Pada surah an Nur ayat 55 Allah SWT berfirman:

“Allah telah menjanjikan kepada orang-orang di antara kamu yang beriman dan yang mengerjakan kebajikan, bahwa Dia sungguh, akan menjadikan mereka berkuasa di bumi, sebagaimana Dia telah menjadikan orang-orang sebelum mereka berkuasa, dan sungguh, Dia akan meneguhkan bagi mereka dengan agama yang telah Dia ridai.Dan Dia benar-benar mengubah (keadaan) mereka, setelah berada dalam ketakutan menjadi aman sentosa. Mereka (tetap) menyembah-Ku dengan tidak mempersekutukan-Ku dengan sesuatu apa pun.Tetapi barangsiapa (tetap) kafir setelah (janji) itu, maka mereka itulah orang-orang yang fasik”  (Q.S. An Nur: 55).

Menurut Muthahhari, ayat ini menjelaskan tentang mekanisme sejarah sebagai suatu proses alam. Di sepanjang sejarah dunia ini, terdapat berbagai perjuangan yang didasari oleh kepentingan bendawi dan duniawi saja dan ada juga perjuangan yang didasari oleh nilai suci dan bebas dari kepentingan duniawi dan bendawi manusia itu sendiri. Perjuangan kedua ini adalah perjuangan yang dilakukan dan dipimpin oleh para nabi. Perjuangan ini adalah perjuangan melawan keburukan yang bisa disebut  sebagai perjuangan yang memajukan sejarah dari sudut pandang kemanusiaan dan keruhanian. Dengan kata lain, kekuatan penggerak sejati sejarah adalah dorongan alamiah manusia untuk mencapai kebenaran.dan hasratnya akan keadilan yang bertujuan menciptakan suatu tatanan ideal suatu masyarakat.
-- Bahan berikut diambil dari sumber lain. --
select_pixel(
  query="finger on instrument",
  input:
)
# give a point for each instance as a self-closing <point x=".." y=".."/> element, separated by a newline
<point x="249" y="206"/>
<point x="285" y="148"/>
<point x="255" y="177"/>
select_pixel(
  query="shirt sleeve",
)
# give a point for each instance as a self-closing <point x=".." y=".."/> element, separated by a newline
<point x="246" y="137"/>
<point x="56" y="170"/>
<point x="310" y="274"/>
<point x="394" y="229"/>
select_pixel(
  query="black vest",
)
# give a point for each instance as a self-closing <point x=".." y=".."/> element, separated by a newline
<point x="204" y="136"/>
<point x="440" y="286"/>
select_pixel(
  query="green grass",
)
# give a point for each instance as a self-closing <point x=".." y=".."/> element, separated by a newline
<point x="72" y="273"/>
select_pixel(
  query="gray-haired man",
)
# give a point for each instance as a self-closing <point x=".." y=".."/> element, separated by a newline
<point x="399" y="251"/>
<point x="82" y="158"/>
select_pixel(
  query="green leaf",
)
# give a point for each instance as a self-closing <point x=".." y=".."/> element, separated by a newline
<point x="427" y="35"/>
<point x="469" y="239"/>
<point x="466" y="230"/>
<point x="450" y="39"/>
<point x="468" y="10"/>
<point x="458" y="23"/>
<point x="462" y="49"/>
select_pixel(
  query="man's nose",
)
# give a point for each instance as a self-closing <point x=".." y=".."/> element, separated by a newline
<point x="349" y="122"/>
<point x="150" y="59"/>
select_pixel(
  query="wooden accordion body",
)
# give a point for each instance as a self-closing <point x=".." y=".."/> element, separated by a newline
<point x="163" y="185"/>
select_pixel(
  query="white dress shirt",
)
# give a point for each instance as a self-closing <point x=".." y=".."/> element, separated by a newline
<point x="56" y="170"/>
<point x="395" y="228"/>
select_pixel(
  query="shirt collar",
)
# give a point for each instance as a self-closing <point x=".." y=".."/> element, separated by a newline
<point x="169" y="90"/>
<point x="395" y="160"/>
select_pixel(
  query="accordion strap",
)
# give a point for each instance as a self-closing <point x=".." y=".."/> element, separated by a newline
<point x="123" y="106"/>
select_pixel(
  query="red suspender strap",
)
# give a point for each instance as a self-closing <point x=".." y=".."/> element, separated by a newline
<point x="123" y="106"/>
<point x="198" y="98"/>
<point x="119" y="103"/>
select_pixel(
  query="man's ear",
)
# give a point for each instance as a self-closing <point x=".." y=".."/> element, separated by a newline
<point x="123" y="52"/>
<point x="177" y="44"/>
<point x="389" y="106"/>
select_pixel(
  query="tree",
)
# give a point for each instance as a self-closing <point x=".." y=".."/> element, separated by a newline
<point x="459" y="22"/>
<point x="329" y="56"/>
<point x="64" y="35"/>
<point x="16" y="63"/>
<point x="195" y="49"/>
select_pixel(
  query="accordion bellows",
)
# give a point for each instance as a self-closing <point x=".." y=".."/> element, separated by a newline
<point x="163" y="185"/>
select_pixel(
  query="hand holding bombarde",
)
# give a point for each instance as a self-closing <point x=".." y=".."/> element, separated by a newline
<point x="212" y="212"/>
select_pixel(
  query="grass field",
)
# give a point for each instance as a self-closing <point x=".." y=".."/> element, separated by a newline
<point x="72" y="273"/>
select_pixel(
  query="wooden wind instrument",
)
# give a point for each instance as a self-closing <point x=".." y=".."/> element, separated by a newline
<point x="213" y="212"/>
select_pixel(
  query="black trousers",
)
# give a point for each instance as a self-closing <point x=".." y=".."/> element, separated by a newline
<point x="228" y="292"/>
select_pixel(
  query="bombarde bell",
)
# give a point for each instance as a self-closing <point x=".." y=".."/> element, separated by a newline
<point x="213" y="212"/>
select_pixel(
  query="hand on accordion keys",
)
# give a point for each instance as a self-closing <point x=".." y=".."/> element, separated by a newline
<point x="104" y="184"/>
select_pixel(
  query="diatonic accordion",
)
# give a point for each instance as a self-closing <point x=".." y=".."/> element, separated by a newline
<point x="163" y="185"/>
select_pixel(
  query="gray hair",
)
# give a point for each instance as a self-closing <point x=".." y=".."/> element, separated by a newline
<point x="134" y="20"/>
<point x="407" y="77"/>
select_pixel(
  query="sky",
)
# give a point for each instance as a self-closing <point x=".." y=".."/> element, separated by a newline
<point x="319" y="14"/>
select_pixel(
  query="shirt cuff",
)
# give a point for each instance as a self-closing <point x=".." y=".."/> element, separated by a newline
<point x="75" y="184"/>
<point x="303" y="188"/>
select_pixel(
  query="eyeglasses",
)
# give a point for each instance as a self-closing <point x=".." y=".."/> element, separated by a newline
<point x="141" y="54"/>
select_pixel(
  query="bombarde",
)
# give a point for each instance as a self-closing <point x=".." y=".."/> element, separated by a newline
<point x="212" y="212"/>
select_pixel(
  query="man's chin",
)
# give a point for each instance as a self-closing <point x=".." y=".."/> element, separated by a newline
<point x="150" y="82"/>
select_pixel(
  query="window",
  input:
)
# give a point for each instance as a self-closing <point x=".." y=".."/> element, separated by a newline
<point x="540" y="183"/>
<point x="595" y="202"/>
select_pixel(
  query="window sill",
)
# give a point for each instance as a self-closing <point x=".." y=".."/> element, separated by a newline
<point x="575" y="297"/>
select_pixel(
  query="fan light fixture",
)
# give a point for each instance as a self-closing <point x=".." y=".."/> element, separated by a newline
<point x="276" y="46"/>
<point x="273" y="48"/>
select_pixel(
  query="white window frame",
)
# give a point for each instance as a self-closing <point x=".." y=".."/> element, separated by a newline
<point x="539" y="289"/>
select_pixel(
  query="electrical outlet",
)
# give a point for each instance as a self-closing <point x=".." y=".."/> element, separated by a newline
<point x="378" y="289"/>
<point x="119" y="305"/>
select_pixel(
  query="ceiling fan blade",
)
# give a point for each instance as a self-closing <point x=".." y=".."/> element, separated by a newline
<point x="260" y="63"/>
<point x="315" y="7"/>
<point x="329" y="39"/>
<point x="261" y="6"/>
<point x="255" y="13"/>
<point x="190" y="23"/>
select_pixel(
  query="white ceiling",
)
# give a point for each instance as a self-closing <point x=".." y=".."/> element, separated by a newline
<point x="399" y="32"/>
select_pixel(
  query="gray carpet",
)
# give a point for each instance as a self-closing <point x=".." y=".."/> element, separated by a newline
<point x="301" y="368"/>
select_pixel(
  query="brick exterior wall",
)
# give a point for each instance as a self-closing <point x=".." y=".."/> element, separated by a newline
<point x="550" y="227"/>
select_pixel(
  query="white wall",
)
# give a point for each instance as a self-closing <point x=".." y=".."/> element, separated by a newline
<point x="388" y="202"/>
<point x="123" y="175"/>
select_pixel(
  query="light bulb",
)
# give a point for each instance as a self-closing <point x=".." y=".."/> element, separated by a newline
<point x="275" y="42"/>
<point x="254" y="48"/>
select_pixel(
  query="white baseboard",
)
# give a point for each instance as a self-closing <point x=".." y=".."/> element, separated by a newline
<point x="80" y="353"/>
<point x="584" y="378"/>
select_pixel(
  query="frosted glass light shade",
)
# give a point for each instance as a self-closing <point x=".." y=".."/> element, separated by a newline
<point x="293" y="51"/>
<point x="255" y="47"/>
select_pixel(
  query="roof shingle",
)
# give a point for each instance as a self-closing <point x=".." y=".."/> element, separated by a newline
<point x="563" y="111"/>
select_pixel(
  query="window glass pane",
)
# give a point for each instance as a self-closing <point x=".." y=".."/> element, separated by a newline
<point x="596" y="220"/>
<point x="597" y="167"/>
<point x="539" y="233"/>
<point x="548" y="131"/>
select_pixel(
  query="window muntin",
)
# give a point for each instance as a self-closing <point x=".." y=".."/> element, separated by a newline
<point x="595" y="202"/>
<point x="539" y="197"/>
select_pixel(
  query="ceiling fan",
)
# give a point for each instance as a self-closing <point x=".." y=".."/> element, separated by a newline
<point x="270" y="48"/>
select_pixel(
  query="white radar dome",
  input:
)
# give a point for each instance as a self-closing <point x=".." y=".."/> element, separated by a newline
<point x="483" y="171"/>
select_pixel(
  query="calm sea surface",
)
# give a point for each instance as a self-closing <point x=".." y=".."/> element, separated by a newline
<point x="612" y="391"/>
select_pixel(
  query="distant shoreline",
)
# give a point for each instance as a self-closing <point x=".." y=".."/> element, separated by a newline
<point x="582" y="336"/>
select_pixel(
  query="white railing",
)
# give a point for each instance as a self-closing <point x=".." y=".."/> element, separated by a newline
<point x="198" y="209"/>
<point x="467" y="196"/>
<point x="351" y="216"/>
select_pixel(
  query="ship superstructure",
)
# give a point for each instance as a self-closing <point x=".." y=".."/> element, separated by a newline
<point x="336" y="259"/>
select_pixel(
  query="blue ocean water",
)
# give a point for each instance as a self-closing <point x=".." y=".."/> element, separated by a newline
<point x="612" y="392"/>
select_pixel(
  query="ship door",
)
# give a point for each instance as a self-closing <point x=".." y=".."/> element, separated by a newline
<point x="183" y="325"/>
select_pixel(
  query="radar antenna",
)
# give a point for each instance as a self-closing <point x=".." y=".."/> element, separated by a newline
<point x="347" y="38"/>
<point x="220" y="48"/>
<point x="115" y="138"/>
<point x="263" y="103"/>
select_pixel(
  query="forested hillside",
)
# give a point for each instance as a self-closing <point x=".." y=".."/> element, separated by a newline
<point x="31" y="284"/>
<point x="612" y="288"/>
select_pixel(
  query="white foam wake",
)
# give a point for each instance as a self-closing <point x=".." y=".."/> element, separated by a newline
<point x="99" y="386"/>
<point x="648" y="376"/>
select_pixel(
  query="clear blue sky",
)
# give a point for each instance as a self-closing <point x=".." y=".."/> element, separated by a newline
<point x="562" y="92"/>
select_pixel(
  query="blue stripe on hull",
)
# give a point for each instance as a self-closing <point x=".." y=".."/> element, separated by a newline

Selain mengenai mekanisme sejarah, ayat ini juga mengisyaratkan tentang tujuan atau akhir dari gerakan sejarah itu sendiri. Akhir dari gerakan sejarah akan dimenangkan oleh keimanan, ketakwaan, kesalehan dan kebajikan.

Ayat ini menjanjikan kemenangan akhir bagi manusia yang telah mencapai kekukuhan iman, mengejawantahkan kebenaran. Di antara kemenangan yang akan didapatkan, pertama, memenangkan penguasa bumi, yakni Tuhan memberikan penguasaan wewenang pada mereka yang telah mencapai kekukuhan iman dari para penguasa dan kekuatan sebelimnya. Kedua, tegaknya aturan agama yaitu, terejawantahnya semua nilai etika dan kemasyarakatan Islam seperti keadilan, ketakwaan, kesetiaan, keberanian, pengorbanan diri, kesucian jiwa dan lain sebagainya. Ketiga, hal ini membuktikan adanya penolakan terhadap segala bentuk kesyirikan baik dalam ibadah maupun ketaatan.

Dengan demikian penulis menyimpulkan bahwa gerakan sejarah didorong oleh kekuatan ruhani dan akan dimenangkan oleh perjuangan sejarah yang memiliki tujuan tertinggi yaitu, kemanusiaan dan keadilan sebagai pengejawantahan nilai-nilai dari pandangan dunia ilahiah.